Respond to User Types: customer.
(Optional) Configure advanced settings:
Suspend on Message From: Set to user to pause the agent when a human team member joins the conversation.
Quick Replies: Add preset response buttons the customer can click.
Additional Context: Inject extra information for the agent to use.
Save and activate the workflow.
If a published version introduces issues, you can restore an earlier version.
Open your agent in the Build tab.
In the top-right corner, locate the clock icon to the left of the Publish button. Click it to open the Version History panel.
Browse the timeline of all versions, then click the version you want to restore.
Select the Restore action.
A confirmation dialog shows the version details. Click Restore.
This creates a new draft based on the selected version's configuration.

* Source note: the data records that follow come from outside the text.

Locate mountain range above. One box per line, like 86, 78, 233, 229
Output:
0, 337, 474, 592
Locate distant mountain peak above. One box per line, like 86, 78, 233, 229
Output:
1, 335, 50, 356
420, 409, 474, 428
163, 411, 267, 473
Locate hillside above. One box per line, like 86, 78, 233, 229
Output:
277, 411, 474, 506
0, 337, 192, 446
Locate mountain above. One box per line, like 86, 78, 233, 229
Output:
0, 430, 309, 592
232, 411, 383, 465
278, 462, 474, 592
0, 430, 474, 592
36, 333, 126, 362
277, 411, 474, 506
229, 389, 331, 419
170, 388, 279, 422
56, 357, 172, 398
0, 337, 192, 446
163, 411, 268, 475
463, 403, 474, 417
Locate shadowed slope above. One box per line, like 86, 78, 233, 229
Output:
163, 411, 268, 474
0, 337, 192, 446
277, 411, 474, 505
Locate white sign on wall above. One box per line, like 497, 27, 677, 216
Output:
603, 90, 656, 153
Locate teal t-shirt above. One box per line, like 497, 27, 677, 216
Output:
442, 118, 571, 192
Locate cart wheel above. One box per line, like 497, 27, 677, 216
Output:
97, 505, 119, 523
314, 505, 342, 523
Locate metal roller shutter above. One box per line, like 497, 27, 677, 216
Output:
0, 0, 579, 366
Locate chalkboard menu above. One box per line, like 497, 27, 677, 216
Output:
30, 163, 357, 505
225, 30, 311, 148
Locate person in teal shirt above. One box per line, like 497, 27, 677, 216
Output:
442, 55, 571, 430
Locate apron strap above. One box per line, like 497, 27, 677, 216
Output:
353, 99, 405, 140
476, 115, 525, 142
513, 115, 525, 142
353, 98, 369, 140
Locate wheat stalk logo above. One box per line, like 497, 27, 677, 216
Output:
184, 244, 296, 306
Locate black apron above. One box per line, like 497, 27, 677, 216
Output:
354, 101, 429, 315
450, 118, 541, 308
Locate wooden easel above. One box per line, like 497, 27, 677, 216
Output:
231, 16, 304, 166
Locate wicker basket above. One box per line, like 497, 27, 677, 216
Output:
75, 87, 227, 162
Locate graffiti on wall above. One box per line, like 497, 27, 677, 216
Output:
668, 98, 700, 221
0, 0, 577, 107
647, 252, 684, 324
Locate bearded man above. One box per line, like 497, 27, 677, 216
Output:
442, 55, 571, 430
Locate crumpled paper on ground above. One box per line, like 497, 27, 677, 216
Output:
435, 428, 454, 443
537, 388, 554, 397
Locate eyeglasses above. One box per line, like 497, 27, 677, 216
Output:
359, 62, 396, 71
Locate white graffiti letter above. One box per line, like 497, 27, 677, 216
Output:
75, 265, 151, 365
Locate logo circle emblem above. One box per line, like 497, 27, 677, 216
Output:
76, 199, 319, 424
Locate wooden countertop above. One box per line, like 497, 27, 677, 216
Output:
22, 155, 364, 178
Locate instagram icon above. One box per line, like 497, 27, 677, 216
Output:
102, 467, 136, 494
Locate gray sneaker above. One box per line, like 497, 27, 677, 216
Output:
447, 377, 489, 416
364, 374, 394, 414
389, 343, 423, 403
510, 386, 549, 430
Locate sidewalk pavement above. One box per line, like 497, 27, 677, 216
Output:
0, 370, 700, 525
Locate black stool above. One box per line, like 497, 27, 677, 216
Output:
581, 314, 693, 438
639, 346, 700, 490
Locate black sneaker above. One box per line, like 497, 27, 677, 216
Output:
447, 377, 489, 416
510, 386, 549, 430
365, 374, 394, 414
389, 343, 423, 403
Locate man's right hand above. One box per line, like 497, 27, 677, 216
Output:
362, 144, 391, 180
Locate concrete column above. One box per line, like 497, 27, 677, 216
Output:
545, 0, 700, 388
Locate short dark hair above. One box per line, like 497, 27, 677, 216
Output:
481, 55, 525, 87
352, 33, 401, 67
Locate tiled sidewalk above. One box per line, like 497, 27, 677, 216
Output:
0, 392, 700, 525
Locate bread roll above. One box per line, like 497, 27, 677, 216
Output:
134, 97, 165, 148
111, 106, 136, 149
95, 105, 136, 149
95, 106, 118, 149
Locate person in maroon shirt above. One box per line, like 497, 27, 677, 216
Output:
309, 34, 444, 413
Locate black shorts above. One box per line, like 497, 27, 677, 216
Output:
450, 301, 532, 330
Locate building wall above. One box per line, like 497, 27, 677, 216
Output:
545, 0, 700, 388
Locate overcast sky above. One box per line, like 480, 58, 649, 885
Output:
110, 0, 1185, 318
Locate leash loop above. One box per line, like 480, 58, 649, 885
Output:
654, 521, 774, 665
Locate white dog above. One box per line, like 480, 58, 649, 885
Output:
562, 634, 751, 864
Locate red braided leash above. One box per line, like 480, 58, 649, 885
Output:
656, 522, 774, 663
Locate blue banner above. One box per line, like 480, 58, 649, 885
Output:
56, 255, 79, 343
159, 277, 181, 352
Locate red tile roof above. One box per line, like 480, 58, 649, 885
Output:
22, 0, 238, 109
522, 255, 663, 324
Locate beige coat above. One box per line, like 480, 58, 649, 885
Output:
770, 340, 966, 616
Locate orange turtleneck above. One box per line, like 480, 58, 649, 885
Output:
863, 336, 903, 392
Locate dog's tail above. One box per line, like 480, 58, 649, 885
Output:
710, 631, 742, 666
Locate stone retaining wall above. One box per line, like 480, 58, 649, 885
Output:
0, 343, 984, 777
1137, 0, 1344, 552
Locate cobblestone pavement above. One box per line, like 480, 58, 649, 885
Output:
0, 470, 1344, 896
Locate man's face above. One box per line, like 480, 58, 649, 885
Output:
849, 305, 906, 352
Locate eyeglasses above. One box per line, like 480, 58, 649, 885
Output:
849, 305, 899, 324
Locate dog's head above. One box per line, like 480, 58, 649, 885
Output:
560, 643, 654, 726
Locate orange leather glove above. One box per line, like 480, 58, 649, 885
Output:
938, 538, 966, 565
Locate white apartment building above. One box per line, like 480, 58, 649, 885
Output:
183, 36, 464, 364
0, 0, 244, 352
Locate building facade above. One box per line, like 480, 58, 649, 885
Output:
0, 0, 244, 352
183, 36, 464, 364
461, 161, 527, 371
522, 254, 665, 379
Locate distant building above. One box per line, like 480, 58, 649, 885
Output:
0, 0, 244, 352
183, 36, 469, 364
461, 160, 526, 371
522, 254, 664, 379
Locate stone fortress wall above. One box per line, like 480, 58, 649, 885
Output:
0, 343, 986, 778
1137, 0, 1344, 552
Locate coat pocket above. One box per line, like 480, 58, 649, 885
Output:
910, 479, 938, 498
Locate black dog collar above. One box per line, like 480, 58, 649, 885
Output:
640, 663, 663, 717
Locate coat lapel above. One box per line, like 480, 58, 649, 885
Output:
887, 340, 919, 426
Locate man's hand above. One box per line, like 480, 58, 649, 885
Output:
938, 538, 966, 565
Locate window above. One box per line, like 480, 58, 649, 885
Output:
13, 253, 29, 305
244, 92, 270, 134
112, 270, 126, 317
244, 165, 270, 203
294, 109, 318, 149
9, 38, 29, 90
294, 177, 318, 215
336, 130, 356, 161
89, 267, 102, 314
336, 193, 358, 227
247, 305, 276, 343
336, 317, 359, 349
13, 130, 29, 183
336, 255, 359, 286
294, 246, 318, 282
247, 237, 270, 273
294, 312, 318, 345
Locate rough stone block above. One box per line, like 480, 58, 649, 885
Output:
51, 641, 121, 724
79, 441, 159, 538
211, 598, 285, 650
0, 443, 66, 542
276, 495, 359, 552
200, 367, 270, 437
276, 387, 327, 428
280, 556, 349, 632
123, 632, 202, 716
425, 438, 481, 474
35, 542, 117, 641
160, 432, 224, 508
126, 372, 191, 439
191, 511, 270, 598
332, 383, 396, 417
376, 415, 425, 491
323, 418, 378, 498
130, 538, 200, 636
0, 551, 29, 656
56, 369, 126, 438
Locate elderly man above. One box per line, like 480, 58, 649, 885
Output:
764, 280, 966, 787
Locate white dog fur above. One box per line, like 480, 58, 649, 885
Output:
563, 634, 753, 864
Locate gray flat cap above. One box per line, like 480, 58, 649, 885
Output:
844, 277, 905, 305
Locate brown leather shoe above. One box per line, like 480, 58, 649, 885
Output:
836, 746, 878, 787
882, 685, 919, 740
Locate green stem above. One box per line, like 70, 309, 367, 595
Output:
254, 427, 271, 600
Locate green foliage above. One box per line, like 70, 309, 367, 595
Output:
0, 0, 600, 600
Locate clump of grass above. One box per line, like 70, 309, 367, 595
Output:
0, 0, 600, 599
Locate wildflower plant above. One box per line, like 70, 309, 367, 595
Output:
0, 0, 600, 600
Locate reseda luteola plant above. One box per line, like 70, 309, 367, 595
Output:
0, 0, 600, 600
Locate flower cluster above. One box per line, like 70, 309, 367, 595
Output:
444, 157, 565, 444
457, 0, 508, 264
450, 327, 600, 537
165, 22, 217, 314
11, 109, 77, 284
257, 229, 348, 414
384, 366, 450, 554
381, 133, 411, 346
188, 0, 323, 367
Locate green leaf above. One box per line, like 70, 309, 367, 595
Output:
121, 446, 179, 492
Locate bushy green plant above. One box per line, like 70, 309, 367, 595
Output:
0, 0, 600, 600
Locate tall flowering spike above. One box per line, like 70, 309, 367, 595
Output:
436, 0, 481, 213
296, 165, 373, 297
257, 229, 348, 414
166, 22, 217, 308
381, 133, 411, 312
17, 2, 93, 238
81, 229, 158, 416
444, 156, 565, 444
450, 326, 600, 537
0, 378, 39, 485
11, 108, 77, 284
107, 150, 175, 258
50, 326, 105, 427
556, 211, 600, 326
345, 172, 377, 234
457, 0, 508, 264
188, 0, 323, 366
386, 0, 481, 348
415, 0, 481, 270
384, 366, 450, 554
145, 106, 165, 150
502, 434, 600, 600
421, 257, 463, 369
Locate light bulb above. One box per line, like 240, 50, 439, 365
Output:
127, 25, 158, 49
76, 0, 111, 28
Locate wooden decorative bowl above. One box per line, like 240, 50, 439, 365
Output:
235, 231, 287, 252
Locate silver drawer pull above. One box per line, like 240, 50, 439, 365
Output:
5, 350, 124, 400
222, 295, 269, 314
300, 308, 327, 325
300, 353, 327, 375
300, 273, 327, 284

Review the draft and publish it when ready.
Restoring does not delete or modify the existing version history. It creates a new draft.
The Observe tab provides analytics and session history for your agent.
Open your agent and go to Observe > Analytics.
If metrics collection is not yet enabled, click Enable Evaluation to start collecting data.
Once enabled, the Analytics page displays a dashboard of performance metrics filtered to your agent. The default time range is the last 7 days.
Go to Observe > Sessions.
The sessions table lists all conversations with columns for Trigger, Members, and Last Message. Use the filters at the top to narrow results by time range or trigger type.
Click a session to view its full detail and execution trace.
Session traces show exactly how the agent processed a conversation.
Navigate to Observe > Sessions and click a session.
The session detail page shows participants, timestamps, trigger information, and the full message history.
Click any agent message to inspect its trace:
LLM Reasoning: The agent's thought process.
Skill invocations: Which skills were called, with their inputs and outputs.
Knowledge retrieval: What information the agent found.
Guardrail checks: Which guardrails were evaluated and whether they passed.
Response time: Duration of each step.
Use traces to diagnose unexpected responses, verify that skills are invoked correctly, and identify opportunities to improve instructions or guardrails.
Open the agent you want to delete.
Click the more options menu (three-dot icon) in the agent header, then select Delete.
A confirmation dialog appears. Confirm the deletion.
⚠️ Warning: Deleting an agent is permanent and cannot be undone. All versions, test history, and session data for this agent are removed. Any active conversations that rely on the deleted agent lose access to its configuration and skills; those conversations can no longer receive agent-generated responses. Ensure the agent is not serving live traffic before deleting it, or reassign active workflows to another agent first.